There were over 30,000 widows in Kashmir and nearly 35,000 habeas corpus petitions pending in court in 2001, which could not be taken up because of the provisions of the Armed Forces Special Powers Act.
At the conference organised by Delhi-based Centre for Policy Alternatives, representatives of national women's organisations urged Kashmiri women activists "to ally with other institutions that could help ensure them justice".
CPA Director Seema Mustafa said activists from Kashmir should build bridges with organisations from other parts of India to ensure their voices are taken to a wider platform.
Leaders of national women's organisations readily offered advice and shared experiences of their struggle against violence against women as they heard of incidents of rape, molestation and human rights abuses suffered by women in Kashmir. They soon realised that Kashmiri groups were not aware of the remedies available to them under central laws.
Several participants complained that the State Human Rights Commission was ineffective in investigating cases of rights violations because of its limited powers.
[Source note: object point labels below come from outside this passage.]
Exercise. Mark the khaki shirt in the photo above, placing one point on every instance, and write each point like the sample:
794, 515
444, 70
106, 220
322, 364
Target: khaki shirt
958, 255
But it was explained to them that the National Human Rights Commission had jurisdiction over all central government forces and could investigate complaints against the Indian Army, the Central Reserve Police Force and the Border Security Force.
All India women's organisations will help file complaints with the NHRC if they were provided full details of human rights violations by central forces.
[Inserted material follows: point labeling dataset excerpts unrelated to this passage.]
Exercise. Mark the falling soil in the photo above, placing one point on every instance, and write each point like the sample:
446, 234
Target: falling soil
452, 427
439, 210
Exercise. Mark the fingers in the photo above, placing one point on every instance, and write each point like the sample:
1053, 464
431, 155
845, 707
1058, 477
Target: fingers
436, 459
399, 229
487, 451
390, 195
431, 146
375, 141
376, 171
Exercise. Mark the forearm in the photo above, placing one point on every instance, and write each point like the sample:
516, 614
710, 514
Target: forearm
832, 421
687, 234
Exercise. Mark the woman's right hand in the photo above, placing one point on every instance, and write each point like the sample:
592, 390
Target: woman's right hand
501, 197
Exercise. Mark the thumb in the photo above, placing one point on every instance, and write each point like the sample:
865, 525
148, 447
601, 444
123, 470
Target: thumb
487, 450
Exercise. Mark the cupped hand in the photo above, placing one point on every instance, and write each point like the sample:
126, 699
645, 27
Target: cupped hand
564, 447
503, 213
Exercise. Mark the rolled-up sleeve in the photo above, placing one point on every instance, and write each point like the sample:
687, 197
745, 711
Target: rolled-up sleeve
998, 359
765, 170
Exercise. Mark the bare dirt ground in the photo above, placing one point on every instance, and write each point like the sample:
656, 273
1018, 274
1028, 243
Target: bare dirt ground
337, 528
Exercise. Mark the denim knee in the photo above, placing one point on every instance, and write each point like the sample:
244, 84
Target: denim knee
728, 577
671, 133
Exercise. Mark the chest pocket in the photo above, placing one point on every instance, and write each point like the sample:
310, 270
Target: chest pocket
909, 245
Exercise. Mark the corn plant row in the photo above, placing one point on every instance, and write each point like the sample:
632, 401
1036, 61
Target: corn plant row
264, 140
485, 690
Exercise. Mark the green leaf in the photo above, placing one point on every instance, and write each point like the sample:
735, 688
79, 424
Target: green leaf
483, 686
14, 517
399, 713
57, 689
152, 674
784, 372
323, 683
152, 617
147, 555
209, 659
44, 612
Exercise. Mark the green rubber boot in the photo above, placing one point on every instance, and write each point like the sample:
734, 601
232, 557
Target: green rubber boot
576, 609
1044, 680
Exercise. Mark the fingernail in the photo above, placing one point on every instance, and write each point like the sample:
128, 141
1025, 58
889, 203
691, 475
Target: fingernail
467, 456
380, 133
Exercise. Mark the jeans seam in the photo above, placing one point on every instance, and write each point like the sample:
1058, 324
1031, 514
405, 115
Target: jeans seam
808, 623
Speaking of the problems faced by Kashmiri women, several students and academics spoke of women whose husbands had 'disappeared'.
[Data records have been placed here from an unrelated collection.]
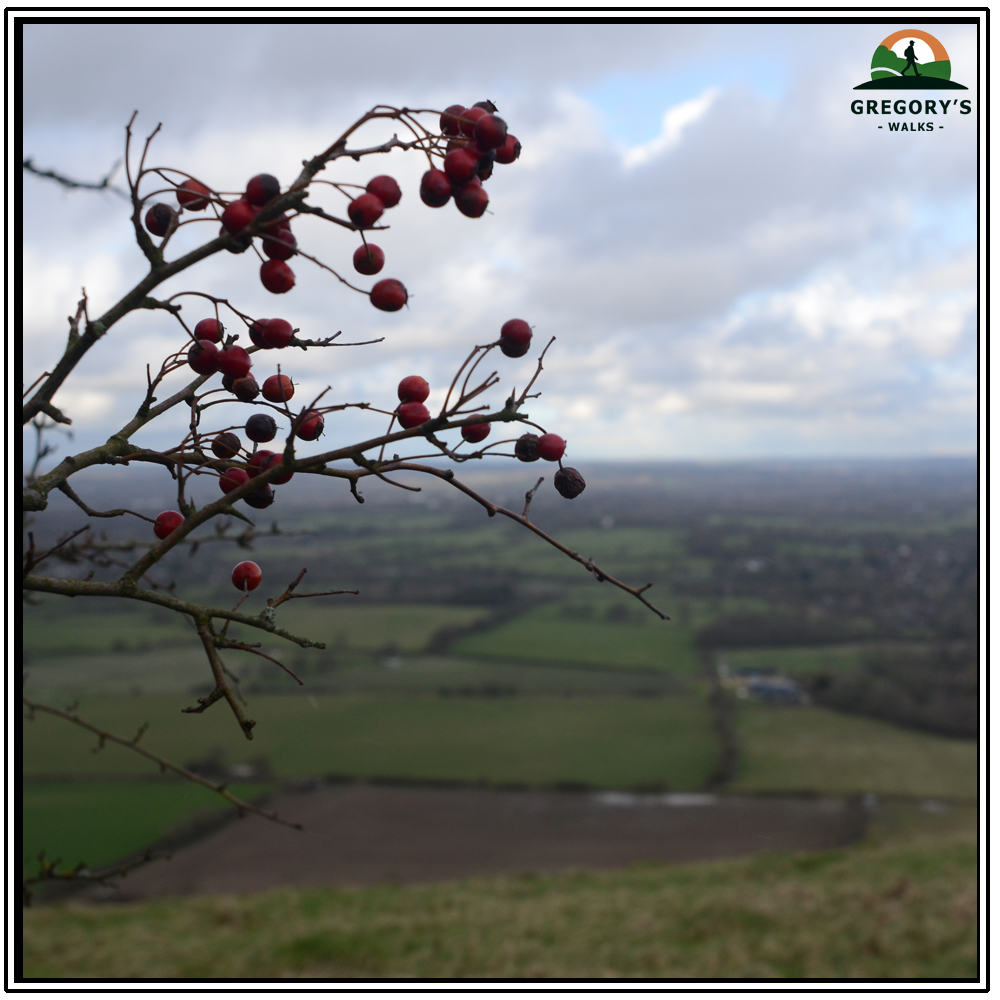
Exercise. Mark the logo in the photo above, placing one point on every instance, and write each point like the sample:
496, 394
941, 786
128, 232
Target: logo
910, 60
Kashmiri women faced the double burden of a missing husband and the social stigma and isolation of being a single woman in a conservative society, said Siddique Wahid.
"The plight of the half-widows is the most difficult aspect of the Kashmir issue as uncertainty is the greatest oppression of all, affecting the woman's whole life," she said.
'Half-widows' is a phrase used for Kashmiri women whose husbands went missing after they were picked up either by security forces or by the militants.
According to a study on widows and half-widows in Ganderbal District done by Dr Effat Wani and Farah Qayyum, the majority of widows and half-widows were living in abject poverty with an income of less than Rs 2,000 per month.
The problems of women whose husbands were missing were compounded as there was no official recognition of their problems and they were not eligible for any state assistance in the absence of a death certificate. At the same time, there was a strong stigma attached to the half-widows; their lives became restricted and they did not attend weddings or social functions.
In the absence of their husbands, many women turned into paupers, many were sent back to their parent's home and were not given any rights in their husband's family property.
A few of the participants said that Kashmiri society should introspect on issues like this as civil society and local business houses had avoided the issue of providing for these women. While Syed Shujat Bukhari pointed out that Rs168 crore had been withdrawn through ATMs for the weekend of Eid, there had been nothing much for widows.
Finally, it was agreed that advocacy, empowerment and legal knowledge were essential to fight injustice and protect the rights of women. The meeting adopted a resolution demanding demilitarisation, withdrawal of AFSPA and other similar laws, immediate trial and punishment of security personnel and others accused of rape and molestation and rehabilitation of widows and half-widows.